# Jails and CPU, RAM AND MORE



## Wolfi83 (Sep 14, 2011)

Hello,

If I create some jails on my host system, is there then any loss of CPU, RAM or other? I mean do all running jails need their own RAM? If so, how much and do they need much CPU?


----------



## graudeejs (Sep 14, 2011)

Each jails is like new FreeBSD (except it doesn't need memory for kernel)
But remember, FreeBSD really needs very little memory itself


----------



## Wolfi83 (Sep 14, 2011)

Hi, 

thanks and what is about the cpu usage for every new jail?
does any jail have his own kernel?


----------



## graudeejs (Sep 14, 2011)

No, all jails use hosts kernel (don't ask me how, I'm not into technical details)
Other than kernel and devices, everything else is independent, so yes, programs do use CPU, but it's very lightweight, so don't bother your brain with such question. Just try it


----------



## da1 (Sep 14, 2011)

The jail itself has no overhead, in terms of CPU, RAM, etc but these are directly dependent on the application running inside the jail. For instance, if you plan on having a large NAS, expect high HDD utilization.

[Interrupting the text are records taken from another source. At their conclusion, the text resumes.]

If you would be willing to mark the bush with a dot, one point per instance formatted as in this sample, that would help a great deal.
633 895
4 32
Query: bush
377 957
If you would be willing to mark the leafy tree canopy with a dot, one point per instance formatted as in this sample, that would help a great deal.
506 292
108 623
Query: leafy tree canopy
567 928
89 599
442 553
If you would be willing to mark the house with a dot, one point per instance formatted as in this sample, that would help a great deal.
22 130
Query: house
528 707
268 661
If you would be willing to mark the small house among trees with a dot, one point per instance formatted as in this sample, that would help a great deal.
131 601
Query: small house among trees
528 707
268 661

On the other hand, if you plan on running munin inside the jail (with many nodes), expect high CPU usage (due to graph computation).

Again, the amount of resources used by the jail is directly dependent on the application(s) running inside it.


----------



## Wolfi83 (Sep 14, 2011)

thanks i just want to run mysql, apache and other in a extra jail not a nas 

thanks


----------